I.          Após aceitação da proposta referida em H), a Ré emitiu a acta adicional à apólice cuja cópia consta de fls. 17-18, e aqui se dá por integralmente reproduzida, da modalidade intitulada Multi Riscos Habitação — Multi Protecção Lar, com a data de início de 02.05.2006.

J.         Consta das condições particulares inscritas na acta adicional referida em I) o seguinte:

- Capitais ou salários seguros: € 235 000,00,

- Coberturas: Valores Seguros:

- Cobertura base — edifício € 175 000,00

- Cobertura base — conteúdo € 20 000,00

- Fenómenos sísmicos € 195 000,00

- Opção:

- Premier (edifício + conteúdo)

- Objectos seguros — Edifício: Capitais:

- Edifício de habitação € 175 000,00

- Objectos seguros

- Conteúdo: Capitais:

- Recheio de habitação € 14 300,00

- 2 bombas de água e monitores da piscina € 4 100,00

- Pentium IV ÷ monitor + impressora € 1.600

- Local de risco:

- R. Monte do Rego Santo Tirso;

K.        Consta do ponto 2. Definições das Cláusulas Gerais do Contrato de seguro a que respeitam a apólice e acta adicional mencionadas em B) e 1), o seguinte:

(...) Sinistro: qualquer evento súbito e imprevisível, susceptível de fazer funcionar as garantias do contrato;

L.         Consta do ponto 5.1. das Cláusulas Gerais do Contrato de seguro a que respeitam a apólice e acta adicional mencionadas em B) e 1), o seguinte:

5.1. Qualquer que seja a modalidade segura, o contrato não garante prejuízos directa ou indirectamente resultantes de:

( . . . )

Vício próprio;

M.       Consta do ponto 2. “Tempestades” das Condições Especiais do Contrato de Seguro a que respeitam a apólice e acta adicional mencionadas em B) e 1), o seguinte:

O que se garante

Danos causados aos bens seguros em consequência directa de:

a) Tufões, ciclones, tornados e acção directa de ventos fortes ou choques de objectos arremessados ou projectados pelos mesmos (sempre que a sua violência destrua ou danifique vários edifícios de boa construção, objectos ou árvores num raio de 5 km envolventes dos bens seguros).
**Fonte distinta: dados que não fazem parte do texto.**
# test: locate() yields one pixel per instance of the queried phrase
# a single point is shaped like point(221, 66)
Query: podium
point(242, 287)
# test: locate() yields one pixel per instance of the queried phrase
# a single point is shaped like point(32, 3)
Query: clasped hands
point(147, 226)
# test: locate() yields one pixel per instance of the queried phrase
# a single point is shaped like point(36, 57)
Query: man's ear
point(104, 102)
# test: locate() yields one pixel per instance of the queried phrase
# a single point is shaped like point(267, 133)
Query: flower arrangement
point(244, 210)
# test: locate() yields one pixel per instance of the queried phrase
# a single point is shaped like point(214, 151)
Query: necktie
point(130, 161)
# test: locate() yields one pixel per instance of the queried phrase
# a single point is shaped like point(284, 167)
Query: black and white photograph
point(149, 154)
Em caso de dúvida poderá o Segurado fazer prova mediante documento da estação meteorológica mais próxima, que, no momento do sinistro, os ventos atingiram intensidade superior a 100 km/hora.

a) Alagamento pela queda de chuva, de neve ou granizo, desde que estes agentes atmosféricos penetrem no interior do edifício seguro em consequência de danos causados pelos riscos mencionados em a), na condição de que estes danos se verifiquem nas 48 horas seguintes ao momento da destruição parcial do edifício seguro.

São considerados como constituindo um único e mesmo sinistro os estragos ocorridos nas 48 horas que se seguem ao momento em que os bens seguros sofram dos primeiros danos.

O que não se garante

Para além das exclusões aplicáveis constantes das Condições Gerais da apólice, não se garantem perdas ou danos: (…)

c) Em dispositivos de protecção (tais como persianas e marquises) muros, de vedações, portões, estores exteriores, os quais ficam todavia cobertos se forem acompanhados da destruição total ou parcial do edifício onde se encontram os bens seguros.

N.        Consta do ponto 2. “Tempestades” das Condições Especiais do Contrato de Seguro a que respeitam a apólice e acta adicional mencionadas em B) e 1), o seguinte:

Em caso de sinistro será deduzido ao valor da indemnização uma franquia calculada na base de 10 % sobre o valor do sinistro, com o mínimo de € 99,76;

O.        Consta do ponto 17. “Inundações” das Condições Especiais do Contrato de Seguro a que respeitam a apólice e acta adicional mencionadas em B) e 1), o seguinte:

O que se garante

Danos causados aos bens seguros em consequência directa de:

a) Tromba de água ou queda de chuvas torrenciais — precipitação atmosférica superior a dez milímetros em 10 minutos, no pluviómetro;

b) (...)

c) Enxurrada ou transbordamento do leito de cursos de água naturais ou artificiais.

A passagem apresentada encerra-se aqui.